Using Hard Dihadron Correlations to constrain Elastic Energy Loss

TL;DR

This paper investigates the elastic energy loss of hard partons in heavy-ion collisions using dihadron correlations, aiming to constrain the medium's properties and the nature of its constituents.

Contribution

It introduces a method to constrain elastic energy loss from below using in-medium shower evolution simulations, complementing previous upper bounds.

Findings

Elastic energy loss can be constrained from below using dihadron correlations.

The in-medium shower Monte Carlo YaJEM-D is used to model energy dissipation.

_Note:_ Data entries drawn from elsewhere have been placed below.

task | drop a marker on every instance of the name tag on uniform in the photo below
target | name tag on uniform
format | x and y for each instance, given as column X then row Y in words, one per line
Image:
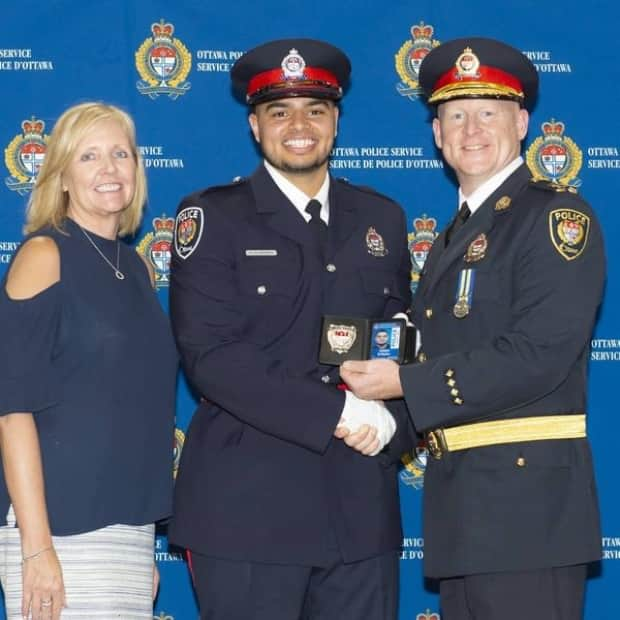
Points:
column 261, row 252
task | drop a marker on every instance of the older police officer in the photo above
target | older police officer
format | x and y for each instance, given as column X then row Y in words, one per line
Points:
column 287, row 491
column 505, row 309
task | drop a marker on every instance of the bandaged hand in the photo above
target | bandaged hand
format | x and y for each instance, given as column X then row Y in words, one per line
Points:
column 365, row 425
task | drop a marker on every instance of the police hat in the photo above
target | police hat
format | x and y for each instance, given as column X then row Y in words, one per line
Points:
column 290, row 68
column 478, row 68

Results provide insights into the medium's constituent properties.

Abstract

One contribution to the energy loss of hard partons propagating through a medium as created in ultrarelativistic heavy-ion (A-A) collisions are elastic scattering processes with medium constituents. The magnitude of this energy loss contribution depends crucially on the effective mass of the medium constituents - in the limit of non-recoiling static scattering centers, elastic energy loss vanishes. Thus, it is important to constrain the amount of elastic energy loss in order to gain information about the nature of the degrees of freedom in the medium as resolved by a hard parton. So far, the relative fraction of elastic (or rather incoherent) energy loss has been constrained from above by using pathlength dependent observables. However, using the observation that subleading gluon energy dissipation into the medium is probed by some observables, such as hard dihadron correlations or the dijet asymmetry, a constraint from below can also be found. In this work, this idea is worked out within the in-medium shower evolution Monte Carlo (MC) code YaJEM-D.